Elena inspira profondément et baissa les yeux. Caroline se tourna vers moi et posa ses mains sur mes épaules en me souriant. Je la fixai, sans vraiment savoir pourquoi elle souriait. Je ne comprenais toujours pas ce que je faisais encore en vie. J'entendis des pas et vis Stefan, Alaric et Katherine entrer dans la pièce avec de grands sourires. Je tournai à nouveau les yeux vers Caroline.
-Comment tu te sens ? Demanda-t-elle.
-En vie... Répondis-je tout bas.
Son sourire s'agrandit encore plus, laissant apparaître ses dents blanches.
-Co-comment... Balbutiai-je.
-Tu es humain ! Déclara une voix qui m'était familière.
Je relevai la tête, à la recherche de son propriétaire. Une silhouette s'avança vers moi lentement. Elena s'était aussi tournée vers lui et le regardait avec méfiance. Klaus ne lui adressa qu'un bref regard avant de tourner les yeux vers moi.
-La morsure d'un loup-garou n'est pas fatale, dit-il. C'est un remède pour les vampires. Ça leur permet de redevenir humain. Ce n'était qu'une légende, destinée à « contrôler » les vampires.
-Mais... Mais lorsque j'ai été mordu la dernière fois, dis-je. Tu m'as donné ton sang pour me sauver parce que Stefan l'avait demandé. Et les sorcières, elles disaient que j'allai mourir.
-Je ne t'ai donné mon sang que parce que j'avais besoin de Stefan, dit-il. Et les sorcières font tout pour préserver la légende. Si je ne t'avais guéris, elles auraient sûrement trouvé un moyen de te tuer avant que tu ne redeviennes humain.
Je baissai les yeux et respirais profondément. J'avais comme un vertige, la situation était assez difficile à accepter. Caroline posa une main sur mon épaule.
-Damon, ça va ? Demanda-t-elle.
-J'ai besoin de m'asseoir, murmurai-je.
Elle m'accompagna jusqu'à mon lit où je m'assis avant de plonger mon visage dans mes mains. J'avais des frissons sur le corps. J'avais oublié tellement de sensation maintenant que je les ressentais toutes, j'étais légèrement dépassé.
-Papa ?
Je relevai la tête d'un coup en entendant cette petite voix que j'aimais tant. Et elle était là, dans l'encadrement de la porte de ma chambre, me regardant avec de grands yeux perplexes. Lentement, un sourire apparut sur mes lèvres. Qu'est-ce qu'on s'en fichait que j'étais humain à nouveau ? J'étais en vie, voilà ce qui importait. Je pourrais voir ma fille grandir comme je l'avais tant souhaité. Je pourrais vivre avec elle et mieux encore, je pourrais vivre comme tout le monde. Je me levai et m'agenouillai pour l'accueillir dans mes bras alors qu'elle courait vers moi. Je la serrai contre moi aussi fort que possible. Je fermai les yeux et plongeai mon visage dans ses cheveux, laissant son odeur m'envahir et me rassurer.
-Tout va bien, chuchotai-je.
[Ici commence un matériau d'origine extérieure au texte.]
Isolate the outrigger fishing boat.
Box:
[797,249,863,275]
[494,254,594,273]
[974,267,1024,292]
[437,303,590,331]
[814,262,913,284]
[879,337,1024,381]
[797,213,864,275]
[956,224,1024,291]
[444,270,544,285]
Je vais bien, je suis là. Je n'irais nul part. Je reste là avec toi.
J'entendis des pas autour de moi, me laissant deviner que les autres quittaient la pièce pour nous laisser seul. J'ouvris les yeux et au moment où Elena passait à côté de nous, je lui attrapai la main. Elle planta son regard dans le mien et je la tirai vers nous. Elle s'agenouilla à côté de moi et je passai mon bras autour d'elle. Je les serrai toutes les deux contre moi. Mes deux trésors. A combien de reprises avais-je failli les perdre ? J'avais arrêté de compter. Mais maintenant, tout ça était terminé. Je ne les perdrais jamais. Nous allions vivre. Nous allions vivre une vie normale.
PDV Caroline
Nous étions descendus dans le salon, laissant Damon, Elena et Rose seuls dans la chambre. Nous n'étions pas la priorité du grand brun aux yeux bleus et nous devrions attendre notre tour avant de pouvoir le serrer dans nos bras. Klaus restait à mes côtés, tandis que les trois autres nous faisaient face. Katherine, elle restait en retrait, cachée derrière Alaric. Je fronçais les sourcils en remarquant que celui-ci avait pris une attitude protectrice en restant devant elle. Stefan nous regardait, les bras croisés et le regard sérieux.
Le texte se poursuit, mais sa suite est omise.